COM Prof Pleads Not Guilty in Vehicular Homicide
Robert Zelnick says he wasn’t negligent in fatal collision

A court entered a not guilty plea Friday on behalf of a distinguished former ABC journalist and BU professor facing misdemeanor charges of vehicular homicide and failing to yield after an October crash that killed a motorcyclist.
A pretrial hearing was set for Robert Zelnick, a College of Communication professor of journalism, on May 25 in Plymouth District Court.
“There was no negligence on my part,” Zelnick said in a recent interview with BU Today. “If I thought I had been negligent in this situation, I’d come forward and say, ‘I don’t know how I did something like this, but I did.’”
The October 7 accident occurred at the Route 3–Clark Road intersection in Plymouth as Zelnick was driving home after playing a round of golf. Police say he turned his 2006 BMW SUV left onto the on-ramp to Route 3, crossing the oncoming lane and into the way of the motorcycle driven by Brendan M. Kennedy. Kennedy, 26, crashed into the SUV and was pronounced dead at Jordan Hospital in Plymouth.
Alcohol was not a factor, police say. Zelnick, 71, was diagnosed with Parkinson’s disease in 2005, but said in the interview that it does not impair his driving and was not a factor in the accident. He has passed two driving tests since his diagnosis, he said. He has been ordered not to drive while the charges are adjudicated.
Both he and Kennedy had several driving violations on their records, according to the Boston Globe, which reported that Kennedy’s license was under suspension at the time of the accident because of three alleged driving violations in the previous 24 months. The Globe said that Zelnick’s infractions included two accidents in 2010, two between 2006 and 2007, four speeding stops from 2000 to 2002, and other stops for a right-of-way violation and failing to stop. Zelnick said in the interview with BU Today that those infractions were irrelevant in the current case, adding, “I have never had, until this time, a person who was injured while I was at the wheel.”

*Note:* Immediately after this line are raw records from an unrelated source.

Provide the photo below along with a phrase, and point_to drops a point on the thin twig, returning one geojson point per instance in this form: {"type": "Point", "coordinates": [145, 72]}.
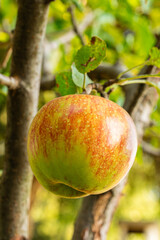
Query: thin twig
{"type": "Point", "coordinates": [96, 86]}
{"type": "Point", "coordinates": [149, 149]}
{"type": "Point", "coordinates": [74, 23]}
{"type": "Point", "coordinates": [10, 82]}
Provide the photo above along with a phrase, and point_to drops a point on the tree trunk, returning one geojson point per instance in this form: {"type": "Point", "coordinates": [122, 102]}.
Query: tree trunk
{"type": "Point", "coordinates": [21, 107]}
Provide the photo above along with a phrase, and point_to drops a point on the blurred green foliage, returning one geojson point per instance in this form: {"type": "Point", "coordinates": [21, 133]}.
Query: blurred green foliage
{"type": "Point", "coordinates": [129, 28]}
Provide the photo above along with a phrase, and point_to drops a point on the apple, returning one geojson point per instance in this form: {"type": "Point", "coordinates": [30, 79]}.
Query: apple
{"type": "Point", "coordinates": [80, 145]}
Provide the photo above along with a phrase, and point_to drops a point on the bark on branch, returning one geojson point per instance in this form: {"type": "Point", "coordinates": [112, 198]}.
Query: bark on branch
{"type": "Point", "coordinates": [22, 106]}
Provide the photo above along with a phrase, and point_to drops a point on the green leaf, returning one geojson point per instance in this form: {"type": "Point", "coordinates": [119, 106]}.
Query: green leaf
{"type": "Point", "coordinates": [155, 57]}
{"type": "Point", "coordinates": [89, 57]}
{"type": "Point", "coordinates": [77, 3]}
{"type": "Point", "coordinates": [65, 83]}
{"type": "Point", "coordinates": [78, 77]}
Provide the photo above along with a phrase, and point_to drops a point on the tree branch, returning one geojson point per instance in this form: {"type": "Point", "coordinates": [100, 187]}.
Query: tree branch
{"type": "Point", "coordinates": [74, 24]}
{"type": "Point", "coordinates": [22, 106]}
{"type": "Point", "coordinates": [10, 82]}
{"type": "Point", "coordinates": [91, 224]}
{"type": "Point", "coordinates": [67, 37]}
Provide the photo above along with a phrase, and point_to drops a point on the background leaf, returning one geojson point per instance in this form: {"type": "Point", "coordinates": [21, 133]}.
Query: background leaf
{"type": "Point", "coordinates": [79, 77]}
{"type": "Point", "coordinates": [89, 57]}
{"type": "Point", "coordinates": [155, 57]}
{"type": "Point", "coordinates": [65, 83]}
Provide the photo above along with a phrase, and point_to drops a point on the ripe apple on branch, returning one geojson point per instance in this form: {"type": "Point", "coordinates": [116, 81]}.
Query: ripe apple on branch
{"type": "Point", "coordinates": [81, 144]}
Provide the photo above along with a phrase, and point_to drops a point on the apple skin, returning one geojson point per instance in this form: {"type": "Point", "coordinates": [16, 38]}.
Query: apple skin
{"type": "Point", "coordinates": [80, 145]}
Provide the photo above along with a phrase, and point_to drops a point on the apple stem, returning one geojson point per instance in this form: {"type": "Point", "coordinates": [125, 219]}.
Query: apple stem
{"type": "Point", "coordinates": [84, 82]}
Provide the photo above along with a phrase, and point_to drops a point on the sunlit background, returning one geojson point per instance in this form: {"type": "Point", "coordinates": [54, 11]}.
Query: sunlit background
{"type": "Point", "coordinates": [129, 29]}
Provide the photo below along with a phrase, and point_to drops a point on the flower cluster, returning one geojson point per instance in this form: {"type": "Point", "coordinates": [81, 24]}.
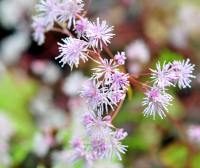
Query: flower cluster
{"type": "Point", "coordinates": [104, 140]}
{"type": "Point", "coordinates": [170, 74]}
{"type": "Point", "coordinates": [106, 89]}
{"type": "Point", "coordinates": [107, 86]}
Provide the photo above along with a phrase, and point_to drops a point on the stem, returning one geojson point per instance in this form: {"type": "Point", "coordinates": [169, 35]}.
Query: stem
{"type": "Point", "coordinates": [114, 113]}
{"type": "Point", "coordinates": [108, 51]}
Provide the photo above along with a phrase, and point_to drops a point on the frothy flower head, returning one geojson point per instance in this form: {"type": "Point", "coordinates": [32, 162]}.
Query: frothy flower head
{"type": "Point", "coordinates": [40, 27]}
{"type": "Point", "coordinates": [95, 96]}
{"type": "Point", "coordinates": [72, 51]}
{"type": "Point", "coordinates": [120, 58]}
{"type": "Point", "coordinates": [183, 71]}
{"type": "Point", "coordinates": [68, 10]}
{"type": "Point", "coordinates": [81, 27]}
{"type": "Point", "coordinates": [120, 81]}
{"type": "Point", "coordinates": [47, 10]}
{"type": "Point", "coordinates": [99, 33]}
{"type": "Point", "coordinates": [156, 102]}
{"type": "Point", "coordinates": [163, 76]}
{"type": "Point", "coordinates": [104, 70]}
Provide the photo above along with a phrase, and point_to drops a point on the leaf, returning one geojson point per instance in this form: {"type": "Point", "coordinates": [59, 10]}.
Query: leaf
{"type": "Point", "coordinates": [15, 93]}
{"type": "Point", "coordinates": [174, 156]}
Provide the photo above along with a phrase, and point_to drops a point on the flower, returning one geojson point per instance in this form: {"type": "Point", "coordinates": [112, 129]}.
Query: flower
{"type": "Point", "coordinates": [81, 27]}
{"type": "Point", "coordinates": [72, 51]}
{"type": "Point", "coordinates": [156, 102]}
{"type": "Point", "coordinates": [97, 126]}
{"type": "Point", "coordinates": [105, 69]}
{"type": "Point", "coordinates": [48, 11]}
{"type": "Point", "coordinates": [120, 58]}
{"type": "Point", "coordinates": [40, 27]}
{"type": "Point", "coordinates": [139, 51]}
{"type": "Point", "coordinates": [119, 81]}
{"type": "Point", "coordinates": [183, 72]}
{"type": "Point", "coordinates": [95, 96]}
{"type": "Point", "coordinates": [68, 10]}
{"type": "Point", "coordinates": [163, 76]}
{"type": "Point", "coordinates": [99, 33]}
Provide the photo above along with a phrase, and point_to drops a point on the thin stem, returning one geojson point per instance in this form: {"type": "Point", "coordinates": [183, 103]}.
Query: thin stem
{"type": "Point", "coordinates": [108, 51]}
{"type": "Point", "coordinates": [114, 113]}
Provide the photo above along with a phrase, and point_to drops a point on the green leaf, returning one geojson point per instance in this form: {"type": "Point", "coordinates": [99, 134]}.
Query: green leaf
{"type": "Point", "coordinates": [174, 156]}
{"type": "Point", "coordinates": [15, 94]}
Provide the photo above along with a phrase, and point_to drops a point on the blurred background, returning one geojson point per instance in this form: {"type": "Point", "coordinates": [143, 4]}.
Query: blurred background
{"type": "Point", "coordinates": [39, 103]}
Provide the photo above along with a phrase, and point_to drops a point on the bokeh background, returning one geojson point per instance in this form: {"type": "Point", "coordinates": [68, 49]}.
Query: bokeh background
{"type": "Point", "coordinates": [39, 103]}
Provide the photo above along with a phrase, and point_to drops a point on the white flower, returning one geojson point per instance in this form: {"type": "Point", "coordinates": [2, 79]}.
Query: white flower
{"type": "Point", "coordinates": [105, 69]}
{"type": "Point", "coordinates": [72, 51]}
{"type": "Point", "coordinates": [139, 51]}
{"type": "Point", "coordinates": [99, 33]}
{"type": "Point", "coordinates": [156, 102]}
{"type": "Point", "coordinates": [40, 27]}
{"type": "Point", "coordinates": [183, 71]}
{"type": "Point", "coordinates": [47, 10]}
{"type": "Point", "coordinates": [68, 10]}
{"type": "Point", "coordinates": [120, 58]}
{"type": "Point", "coordinates": [163, 76]}
{"type": "Point", "coordinates": [95, 96]}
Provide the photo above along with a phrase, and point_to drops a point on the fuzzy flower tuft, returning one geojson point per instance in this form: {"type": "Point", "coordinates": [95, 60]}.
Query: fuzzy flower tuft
{"type": "Point", "coordinates": [156, 102]}
{"type": "Point", "coordinates": [183, 71]}
{"type": "Point", "coordinates": [72, 51]}
{"type": "Point", "coordinates": [120, 58]}
{"type": "Point", "coordinates": [99, 33]}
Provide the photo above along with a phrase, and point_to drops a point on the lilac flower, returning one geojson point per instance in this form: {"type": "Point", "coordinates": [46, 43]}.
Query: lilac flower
{"type": "Point", "coordinates": [163, 76]}
{"type": "Point", "coordinates": [116, 96]}
{"type": "Point", "coordinates": [115, 147]}
{"type": "Point", "coordinates": [97, 127]}
{"type": "Point", "coordinates": [99, 33]}
{"type": "Point", "coordinates": [68, 10]}
{"type": "Point", "coordinates": [119, 81]}
{"type": "Point", "coordinates": [120, 58]}
{"type": "Point", "coordinates": [47, 10]}
{"type": "Point", "coordinates": [183, 72]}
{"type": "Point", "coordinates": [120, 134]}
{"type": "Point", "coordinates": [156, 102]}
{"type": "Point", "coordinates": [105, 69]}
{"type": "Point", "coordinates": [72, 51]}
{"type": "Point", "coordinates": [81, 27]}
{"type": "Point", "coordinates": [39, 26]}
{"type": "Point", "coordinates": [105, 142]}
{"type": "Point", "coordinates": [99, 147]}
{"type": "Point", "coordinates": [95, 96]}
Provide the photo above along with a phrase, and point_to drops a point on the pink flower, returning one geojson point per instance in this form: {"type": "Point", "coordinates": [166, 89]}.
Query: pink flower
{"type": "Point", "coordinates": [163, 76]}
{"type": "Point", "coordinates": [119, 81]}
{"type": "Point", "coordinates": [39, 26]}
{"type": "Point", "coordinates": [183, 71]}
{"type": "Point", "coordinates": [72, 51]}
{"type": "Point", "coordinates": [47, 10]}
{"type": "Point", "coordinates": [156, 102]}
{"type": "Point", "coordinates": [120, 58]}
{"type": "Point", "coordinates": [104, 70]}
{"type": "Point", "coordinates": [95, 96]}
{"type": "Point", "coordinates": [68, 10]}
{"type": "Point", "coordinates": [81, 27]}
{"type": "Point", "coordinates": [99, 33]}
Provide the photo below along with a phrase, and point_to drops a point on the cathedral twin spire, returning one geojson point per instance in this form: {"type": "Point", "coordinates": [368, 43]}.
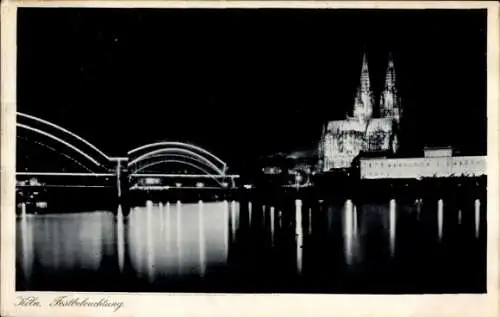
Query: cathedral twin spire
{"type": "Point", "coordinates": [389, 99]}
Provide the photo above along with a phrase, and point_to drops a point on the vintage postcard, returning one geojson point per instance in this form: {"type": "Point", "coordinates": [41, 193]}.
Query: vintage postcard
{"type": "Point", "coordinates": [236, 158]}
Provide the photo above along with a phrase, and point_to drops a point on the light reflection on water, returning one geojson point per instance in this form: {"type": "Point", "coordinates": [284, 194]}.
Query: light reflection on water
{"type": "Point", "coordinates": [165, 241]}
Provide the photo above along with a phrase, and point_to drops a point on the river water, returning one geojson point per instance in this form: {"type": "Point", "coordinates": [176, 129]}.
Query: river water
{"type": "Point", "coordinates": [393, 246]}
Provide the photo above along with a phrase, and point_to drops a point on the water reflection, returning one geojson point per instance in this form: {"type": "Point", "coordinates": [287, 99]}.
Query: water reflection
{"type": "Point", "coordinates": [159, 243]}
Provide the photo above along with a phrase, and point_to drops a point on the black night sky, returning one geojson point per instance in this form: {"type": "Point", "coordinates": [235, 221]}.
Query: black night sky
{"type": "Point", "coordinates": [249, 82]}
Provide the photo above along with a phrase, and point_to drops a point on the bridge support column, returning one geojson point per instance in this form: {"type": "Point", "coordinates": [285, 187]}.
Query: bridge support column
{"type": "Point", "coordinates": [121, 181]}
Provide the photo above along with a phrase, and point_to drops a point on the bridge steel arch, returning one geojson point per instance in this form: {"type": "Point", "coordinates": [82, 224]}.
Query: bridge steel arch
{"type": "Point", "coordinates": [166, 147]}
{"type": "Point", "coordinates": [64, 137]}
{"type": "Point", "coordinates": [184, 162]}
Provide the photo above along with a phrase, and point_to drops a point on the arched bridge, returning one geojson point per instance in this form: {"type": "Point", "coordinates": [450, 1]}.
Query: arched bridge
{"type": "Point", "coordinates": [126, 170]}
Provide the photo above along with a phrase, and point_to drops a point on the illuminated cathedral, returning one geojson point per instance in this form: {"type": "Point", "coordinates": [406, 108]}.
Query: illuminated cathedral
{"type": "Point", "coordinates": [364, 131]}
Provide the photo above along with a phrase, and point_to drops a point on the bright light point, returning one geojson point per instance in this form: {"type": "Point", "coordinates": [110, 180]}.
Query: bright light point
{"type": "Point", "coordinates": [41, 204]}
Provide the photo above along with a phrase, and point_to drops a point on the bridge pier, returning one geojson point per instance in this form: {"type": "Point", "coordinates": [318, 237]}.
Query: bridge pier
{"type": "Point", "coordinates": [122, 182]}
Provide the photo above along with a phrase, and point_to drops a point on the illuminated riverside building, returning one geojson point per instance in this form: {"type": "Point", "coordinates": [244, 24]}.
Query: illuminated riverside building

He acknowledged that Kennedy typically would have had the right of way. But he said witnesses would support his claim that he wasn’t negligent. He and his lawyer, Kevin Mullen, declined to elaborate, with Mullen noting that the police investigation of the crash is continuing. Zelnick did say that he did not see Kennedy in the oncoming lane as he made his left-hand turn.
He said he was very familiar with the area of the crash, having made the trip “700, 800 times, going back 10 years.”
Both COM Dean Thomas Fiedler (COM’71) and Zelnick said the journalism professor will teach as usual this semester while the case moves through the court. Fiedler said the situation “remains a personal one for Professor Zelnick and does not affect his COM responsibilities.”
Zelnick’s lawyer advised him not to give an interview to the Globe, which reported the story before Christmas, he said, but “I’m a journalist. My whole career has been in reporting facts. If there was any way that was humanly possible for me to discuss the situation with a journalist without getting into matters that clearly have to be held back for a later stage in the procedure, then I wanted to do that.”
Vehicular homicide carries a maximum punishment of up to two-and-a-half years in prison and a fine of up to $3,000.
Zelnick won two Emmys for his journalism and has written four books. He was a foreign and Pentagon correspondent for ABC as well as executive editor of David Frost’s 1977 interviews with Richard Nixon. (Oliver Platt played Zelnick in Frost/Nixon, the 2008 film about the interviews.)
“This is a tragedy all around,” Mullen said, for Zelnick and for Kennedy’s family, who have “lost a family member.”